Under Santer, and now Prodi, legitimacy seen also in terms of public health of the consumer and food safety.


·       Nature of the EU – multi-level governance. Both national interest/dimension and EU as a polity within itself, also.   

See this dual identity in the revision of deliberate release.

Forthcoming reforms:

·       The European Commission has announced that systems of complete traceability of foodstuffs to be one of the key principles of EU food law and food safety


·       Regulations for GM animal feed  (already seeing retailers seeking to set up non-GM animal feed chains for meat products). This has important ramifications for segregation of commodities imported. Also traceability through documentation of GM and non GM feed part of this proposal, and 220 revision.


·       GM free regulation – in wake of traceability. Discontinuity between this aim and operation of regulatory guidance on separation distances of crops in the field


·       Revision of seeds’ regulation to embrace GM seeds.


·       Broader impetus to reform of food production regimes under CAP and concept of multifunctional agriculture.


·       White Paper on the Precautionary Principle – link to more precautionary risk assessment criteria in 220 revision.


Can see make out some features emerging within this period of regulatory reform.

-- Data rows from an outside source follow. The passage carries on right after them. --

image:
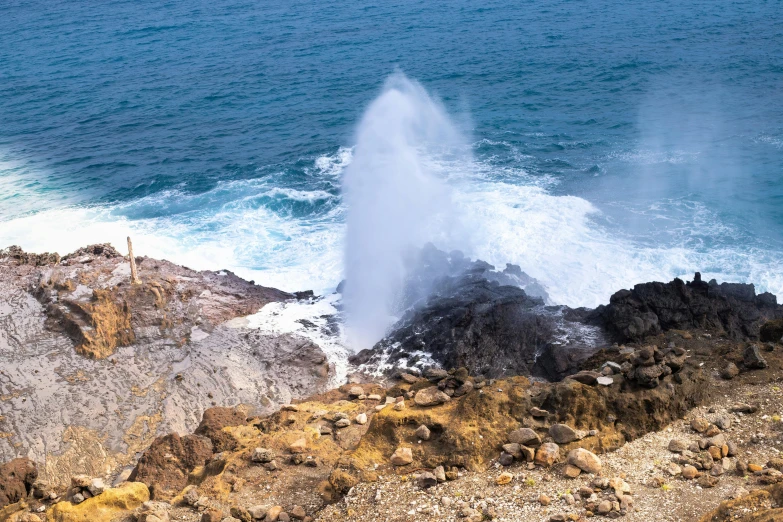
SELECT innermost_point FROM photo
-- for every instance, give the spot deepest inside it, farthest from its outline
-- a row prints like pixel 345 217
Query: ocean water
pixel 609 143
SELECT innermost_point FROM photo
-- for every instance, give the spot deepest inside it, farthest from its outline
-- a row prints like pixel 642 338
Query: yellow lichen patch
pixel 9 512
pixel 111 325
pixel 466 432
pixel 104 507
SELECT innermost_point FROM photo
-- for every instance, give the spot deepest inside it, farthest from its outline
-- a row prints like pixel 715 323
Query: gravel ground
pixel 759 437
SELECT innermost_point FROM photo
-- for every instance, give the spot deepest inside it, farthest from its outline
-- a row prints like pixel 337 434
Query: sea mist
pixel 396 200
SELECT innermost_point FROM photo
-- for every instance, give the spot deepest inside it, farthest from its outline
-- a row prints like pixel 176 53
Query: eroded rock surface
pixel 95 368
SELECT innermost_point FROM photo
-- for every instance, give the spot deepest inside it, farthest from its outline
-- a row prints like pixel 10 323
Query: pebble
pixel 402 457
pixel 423 432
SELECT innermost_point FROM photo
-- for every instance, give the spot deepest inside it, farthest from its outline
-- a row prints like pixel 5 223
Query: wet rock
pixel 772 331
pixel 586 377
pixel 651 308
pixel 476 317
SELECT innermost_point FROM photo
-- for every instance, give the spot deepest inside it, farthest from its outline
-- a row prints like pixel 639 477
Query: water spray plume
pixel 395 200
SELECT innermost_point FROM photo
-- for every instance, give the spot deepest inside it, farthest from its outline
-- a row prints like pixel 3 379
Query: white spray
pixel 395 200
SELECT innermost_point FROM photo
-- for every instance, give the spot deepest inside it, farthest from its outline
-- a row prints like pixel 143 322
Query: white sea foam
pixel 307 319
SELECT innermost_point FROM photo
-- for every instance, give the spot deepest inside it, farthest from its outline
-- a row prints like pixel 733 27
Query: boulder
pixel 729 371
pixel 524 437
pixel 103 508
pixel 584 460
pixel 16 480
pixel 563 434
pixel 402 457
pixel 772 331
pixel 165 466
pixel 423 432
pixel 431 396
pixel 547 454
pixel 262 455
pixel 752 358
pixel 212 423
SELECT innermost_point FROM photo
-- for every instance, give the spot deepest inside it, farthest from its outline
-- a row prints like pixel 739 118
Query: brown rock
pixel 212 423
pixel 524 437
pixel 547 454
pixel 538 412
pixel 402 457
pixel 298 446
pixel 700 424
pixel 423 432
pixel 16 480
pixel 212 515
pixel 729 371
pixel 165 466
pixel 677 446
pixel 562 433
pixel 273 514
pixel 528 454
pixel 584 460
pixel 431 396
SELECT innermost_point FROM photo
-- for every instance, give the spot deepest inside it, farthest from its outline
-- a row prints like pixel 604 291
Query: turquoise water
pixel 612 143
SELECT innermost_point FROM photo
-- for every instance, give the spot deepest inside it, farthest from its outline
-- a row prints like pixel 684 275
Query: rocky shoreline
pixel 502 406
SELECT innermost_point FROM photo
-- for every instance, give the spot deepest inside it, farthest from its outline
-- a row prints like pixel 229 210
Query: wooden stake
pixel 134 275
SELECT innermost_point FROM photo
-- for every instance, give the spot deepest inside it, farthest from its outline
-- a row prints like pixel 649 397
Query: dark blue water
pixel 613 142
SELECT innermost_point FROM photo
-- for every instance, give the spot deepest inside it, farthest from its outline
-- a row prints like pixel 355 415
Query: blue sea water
pixel 612 142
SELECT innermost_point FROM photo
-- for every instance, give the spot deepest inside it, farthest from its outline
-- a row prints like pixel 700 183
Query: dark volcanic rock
pixel 213 422
pixel 492 329
pixel 482 319
pixel 651 308
pixel 772 331
pixel 16 480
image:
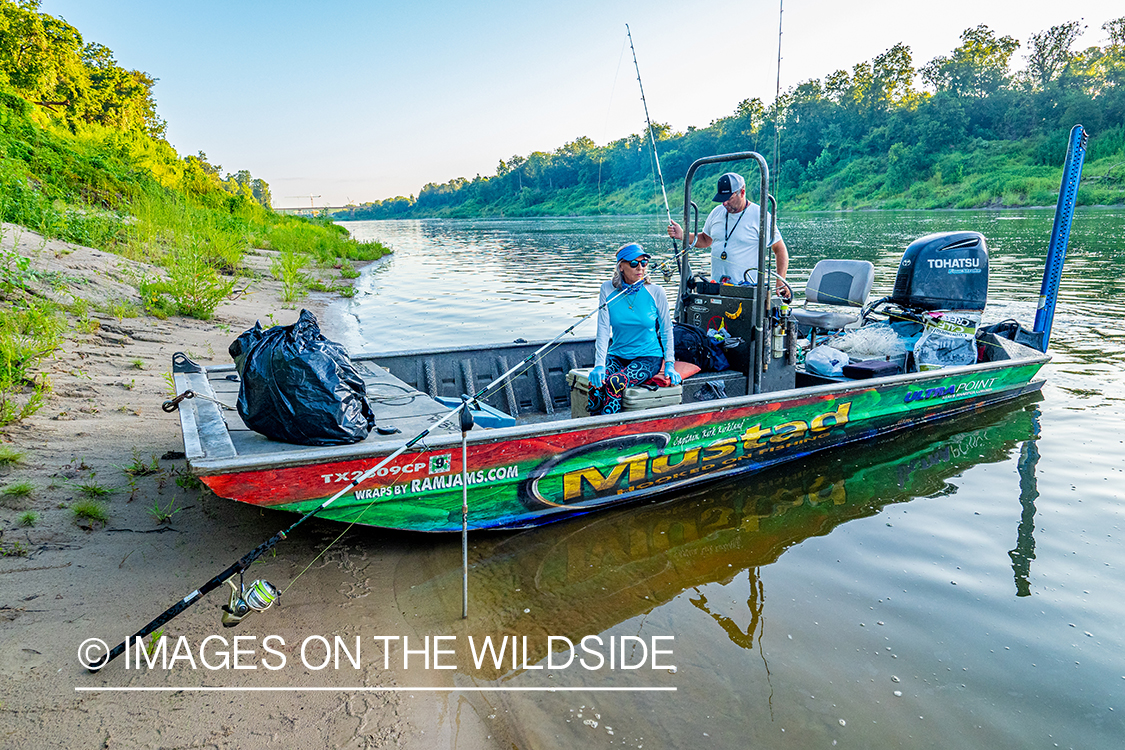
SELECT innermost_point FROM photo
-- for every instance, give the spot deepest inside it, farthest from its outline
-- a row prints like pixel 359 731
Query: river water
pixel 957 587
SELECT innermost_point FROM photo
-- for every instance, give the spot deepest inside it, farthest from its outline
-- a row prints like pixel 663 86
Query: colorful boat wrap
pixel 530 476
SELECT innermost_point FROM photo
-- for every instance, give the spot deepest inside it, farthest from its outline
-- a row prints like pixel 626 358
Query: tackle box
pixel 636 398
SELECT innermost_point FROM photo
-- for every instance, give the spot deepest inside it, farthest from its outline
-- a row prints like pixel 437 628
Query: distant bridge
pixel 311 210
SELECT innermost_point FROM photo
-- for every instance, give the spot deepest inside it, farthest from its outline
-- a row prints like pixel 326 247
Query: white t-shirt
pixel 735 243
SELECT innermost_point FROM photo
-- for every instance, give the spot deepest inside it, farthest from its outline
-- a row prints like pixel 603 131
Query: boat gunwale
pixel 205 467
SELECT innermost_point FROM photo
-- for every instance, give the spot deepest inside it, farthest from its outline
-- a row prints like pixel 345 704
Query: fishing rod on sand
pixel 261 594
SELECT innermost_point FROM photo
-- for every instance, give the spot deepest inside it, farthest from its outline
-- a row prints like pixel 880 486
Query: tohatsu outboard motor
pixel 944 271
pixel 943 285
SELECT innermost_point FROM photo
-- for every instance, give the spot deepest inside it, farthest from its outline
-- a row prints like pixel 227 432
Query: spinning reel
pixel 259 597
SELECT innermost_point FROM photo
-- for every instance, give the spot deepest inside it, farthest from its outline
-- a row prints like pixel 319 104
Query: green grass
pixel 163 515
pixel 288 268
pixel 90 511
pixel 29 332
pixel 138 468
pixel 189 481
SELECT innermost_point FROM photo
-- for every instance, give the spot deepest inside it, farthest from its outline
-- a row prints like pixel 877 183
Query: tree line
pixel 53 77
pixel 964 129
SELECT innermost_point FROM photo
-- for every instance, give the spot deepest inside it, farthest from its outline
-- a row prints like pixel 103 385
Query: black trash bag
pixel 695 346
pixel 298 387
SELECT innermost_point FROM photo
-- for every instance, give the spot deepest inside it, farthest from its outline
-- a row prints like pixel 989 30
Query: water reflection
pixel 592 574
pixel 1028 490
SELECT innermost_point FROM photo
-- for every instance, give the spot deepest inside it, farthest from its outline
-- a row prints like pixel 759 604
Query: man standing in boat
pixel 731 233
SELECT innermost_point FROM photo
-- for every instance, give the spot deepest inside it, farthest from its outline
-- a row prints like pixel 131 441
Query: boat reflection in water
pixel 591 574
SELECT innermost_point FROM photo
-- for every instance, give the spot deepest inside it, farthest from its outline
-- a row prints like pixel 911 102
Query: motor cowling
pixel 944 271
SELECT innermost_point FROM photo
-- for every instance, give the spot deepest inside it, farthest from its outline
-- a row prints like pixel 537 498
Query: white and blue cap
pixel 729 183
pixel 631 252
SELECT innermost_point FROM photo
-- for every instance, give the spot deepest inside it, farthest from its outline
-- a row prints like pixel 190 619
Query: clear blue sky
pixel 368 100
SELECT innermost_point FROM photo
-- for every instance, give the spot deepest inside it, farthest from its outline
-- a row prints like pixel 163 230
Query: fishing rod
pixel 650 135
pixel 261 594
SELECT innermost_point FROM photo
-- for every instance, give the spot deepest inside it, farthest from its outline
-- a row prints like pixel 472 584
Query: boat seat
pixel 837 282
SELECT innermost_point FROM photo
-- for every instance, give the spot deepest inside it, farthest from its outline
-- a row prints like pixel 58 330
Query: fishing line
pixel 651 137
pixel 609 110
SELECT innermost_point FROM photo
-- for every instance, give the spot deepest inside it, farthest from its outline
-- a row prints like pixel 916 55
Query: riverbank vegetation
pixel 963 130
pixel 83 159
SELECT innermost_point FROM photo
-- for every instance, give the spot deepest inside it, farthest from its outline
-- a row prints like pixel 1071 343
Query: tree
pixel 975 69
pixel 1049 53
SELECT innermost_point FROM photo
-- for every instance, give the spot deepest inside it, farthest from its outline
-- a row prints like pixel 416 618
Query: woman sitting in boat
pixel 633 333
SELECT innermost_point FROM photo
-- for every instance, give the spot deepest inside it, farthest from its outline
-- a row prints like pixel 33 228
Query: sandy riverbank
pixel 104 414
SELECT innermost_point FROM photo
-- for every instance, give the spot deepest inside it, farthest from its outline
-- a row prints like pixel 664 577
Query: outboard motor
pixel 944 271
pixel 943 282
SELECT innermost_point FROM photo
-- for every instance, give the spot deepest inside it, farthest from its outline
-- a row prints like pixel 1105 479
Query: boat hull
pixel 533 475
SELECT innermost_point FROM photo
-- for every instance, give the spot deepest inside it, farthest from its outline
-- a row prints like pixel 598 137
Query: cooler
pixel 635 399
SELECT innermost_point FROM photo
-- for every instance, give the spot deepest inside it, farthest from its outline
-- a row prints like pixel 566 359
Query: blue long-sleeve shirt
pixel 641 331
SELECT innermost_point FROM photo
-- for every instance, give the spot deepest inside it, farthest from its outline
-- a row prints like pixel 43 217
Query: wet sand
pixel 69 581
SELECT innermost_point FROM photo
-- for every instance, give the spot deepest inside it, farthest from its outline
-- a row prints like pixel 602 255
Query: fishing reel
pixel 259 597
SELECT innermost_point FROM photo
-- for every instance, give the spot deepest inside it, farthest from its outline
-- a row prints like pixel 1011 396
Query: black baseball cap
pixel 729 183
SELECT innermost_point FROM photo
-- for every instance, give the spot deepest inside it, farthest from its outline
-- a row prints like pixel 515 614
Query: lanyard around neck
pixel 727 233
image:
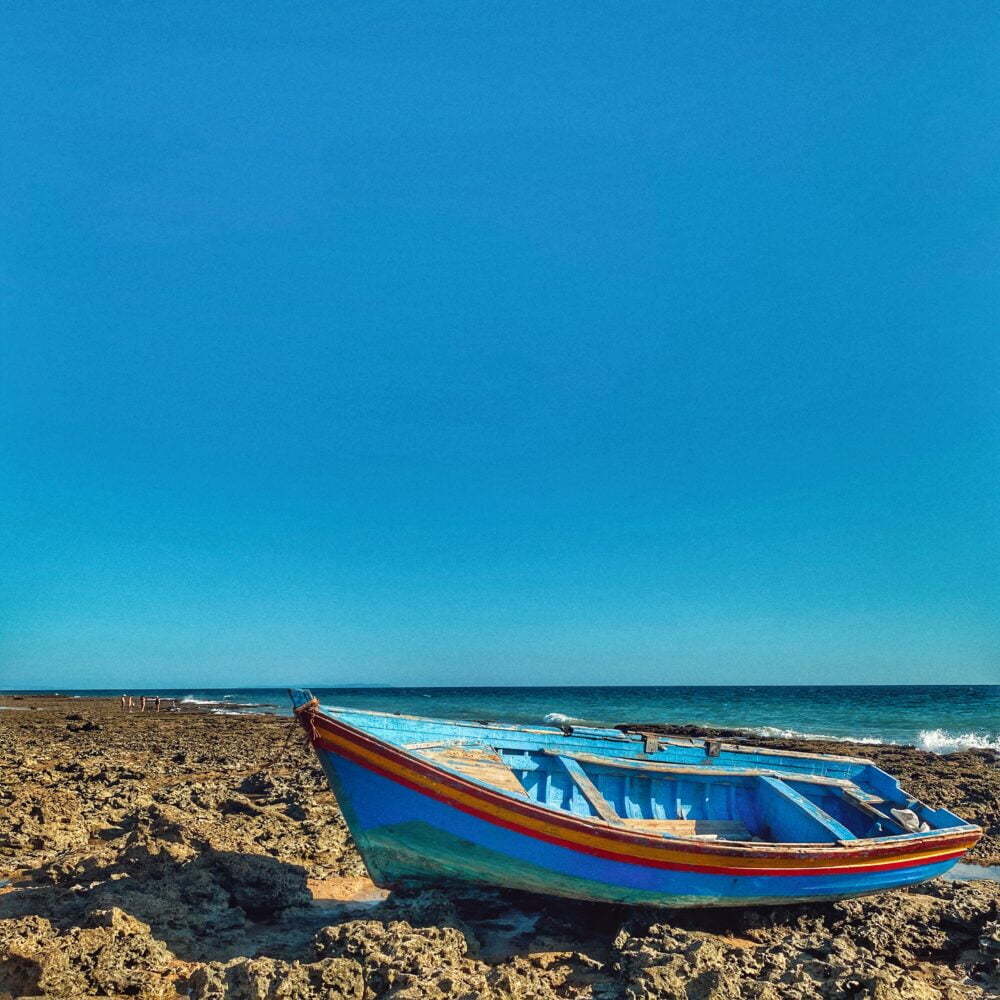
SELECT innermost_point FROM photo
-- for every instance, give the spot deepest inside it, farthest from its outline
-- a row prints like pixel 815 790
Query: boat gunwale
pixel 611 732
pixel 860 851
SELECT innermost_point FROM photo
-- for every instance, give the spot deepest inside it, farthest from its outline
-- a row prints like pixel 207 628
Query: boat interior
pixel 674 787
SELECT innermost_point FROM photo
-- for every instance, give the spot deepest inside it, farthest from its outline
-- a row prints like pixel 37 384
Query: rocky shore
pixel 194 855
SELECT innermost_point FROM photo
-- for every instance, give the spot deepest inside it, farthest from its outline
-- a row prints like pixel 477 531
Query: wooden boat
pixel 604 815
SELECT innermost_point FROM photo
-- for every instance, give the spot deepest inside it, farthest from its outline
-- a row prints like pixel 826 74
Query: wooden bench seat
pixel 699 829
pixel 475 760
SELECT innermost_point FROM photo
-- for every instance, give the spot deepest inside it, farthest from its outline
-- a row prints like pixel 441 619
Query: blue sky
pixel 478 343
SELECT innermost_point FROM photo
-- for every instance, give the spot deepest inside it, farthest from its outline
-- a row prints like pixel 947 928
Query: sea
pixel 941 718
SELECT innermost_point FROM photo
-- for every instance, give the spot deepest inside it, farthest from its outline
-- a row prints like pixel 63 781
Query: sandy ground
pixel 192 855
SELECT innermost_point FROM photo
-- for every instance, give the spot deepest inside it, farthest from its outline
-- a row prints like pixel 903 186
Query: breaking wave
pixel 941 741
pixel 934 740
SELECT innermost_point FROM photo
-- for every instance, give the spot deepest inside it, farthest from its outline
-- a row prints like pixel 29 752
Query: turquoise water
pixel 938 718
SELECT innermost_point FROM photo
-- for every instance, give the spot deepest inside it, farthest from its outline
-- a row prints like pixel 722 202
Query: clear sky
pixel 499 343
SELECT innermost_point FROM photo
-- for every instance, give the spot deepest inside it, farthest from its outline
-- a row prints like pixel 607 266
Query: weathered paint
pixel 416 820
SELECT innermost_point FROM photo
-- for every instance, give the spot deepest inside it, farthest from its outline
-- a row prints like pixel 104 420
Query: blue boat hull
pixel 408 837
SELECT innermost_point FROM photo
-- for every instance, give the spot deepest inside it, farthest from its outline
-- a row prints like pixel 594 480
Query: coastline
pixel 200 854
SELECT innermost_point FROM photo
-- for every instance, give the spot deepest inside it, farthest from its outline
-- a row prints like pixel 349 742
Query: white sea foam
pixel 935 740
pixel 794 734
pixel 941 741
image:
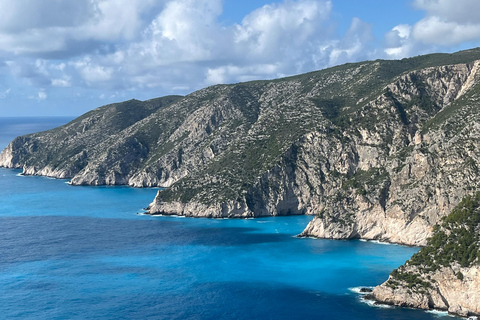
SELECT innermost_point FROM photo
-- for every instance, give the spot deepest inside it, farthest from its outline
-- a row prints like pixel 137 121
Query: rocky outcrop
pixel 445 274
pixel 447 292
pixel 375 150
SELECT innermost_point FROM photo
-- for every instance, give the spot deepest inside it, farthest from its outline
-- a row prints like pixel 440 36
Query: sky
pixel 64 58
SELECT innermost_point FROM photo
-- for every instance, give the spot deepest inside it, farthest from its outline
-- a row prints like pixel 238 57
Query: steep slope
pixel 377 149
pixel 445 274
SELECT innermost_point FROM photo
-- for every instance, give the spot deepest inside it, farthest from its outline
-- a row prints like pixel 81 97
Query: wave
pixel 358 290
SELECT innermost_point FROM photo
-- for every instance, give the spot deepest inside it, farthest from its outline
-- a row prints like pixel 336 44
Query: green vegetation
pixel 455 240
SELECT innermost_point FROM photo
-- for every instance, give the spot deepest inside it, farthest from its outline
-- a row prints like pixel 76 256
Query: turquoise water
pixel 85 253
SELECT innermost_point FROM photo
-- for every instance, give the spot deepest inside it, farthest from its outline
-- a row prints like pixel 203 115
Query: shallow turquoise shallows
pixel 84 253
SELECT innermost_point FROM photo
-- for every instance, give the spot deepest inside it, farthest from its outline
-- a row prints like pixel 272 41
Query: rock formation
pixel 445 274
pixel 375 150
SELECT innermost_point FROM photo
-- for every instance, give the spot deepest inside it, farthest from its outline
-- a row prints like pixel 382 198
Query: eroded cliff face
pixel 447 292
pixel 375 150
pixel 402 162
pixel 445 274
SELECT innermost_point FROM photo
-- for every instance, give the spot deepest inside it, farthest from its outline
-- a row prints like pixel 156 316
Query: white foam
pixel 358 290
pixel 440 313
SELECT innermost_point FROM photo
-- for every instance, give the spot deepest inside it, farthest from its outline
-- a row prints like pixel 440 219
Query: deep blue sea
pixel 85 253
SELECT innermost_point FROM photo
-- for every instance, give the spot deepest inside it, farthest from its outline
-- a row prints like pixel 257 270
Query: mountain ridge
pixel 380 150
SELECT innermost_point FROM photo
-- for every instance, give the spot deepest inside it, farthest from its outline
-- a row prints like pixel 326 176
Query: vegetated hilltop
pixel 376 149
pixel 445 274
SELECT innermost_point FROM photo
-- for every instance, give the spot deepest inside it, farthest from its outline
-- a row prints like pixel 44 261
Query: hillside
pixel 376 149
pixel 445 274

·       Diversity of  local biodiversity and agricultural systems – no longer seek to make Europe’s agri-environment  homogeneous to mirror the internal market. Revision of 220, will allow member states more scope to assess important risk assessment dimensions according to particular ecosystem and agricultural features.

·       Precautionary risk assessment, fuller criteria

·       Traceability – but provides challenges

·       Social criteria not yet explicit in risk assessment – would argue however they have in the past been explicit (eg BST) and often implicit.


·       Market led social assessment of the technology in Europe – is this satisfactory?

·       Public interest in food governance provided by private sector response to the public as consumers, only subsequently to public as citizens?

·       Raises questions of for democratic legitimacy in an era of multi level governance?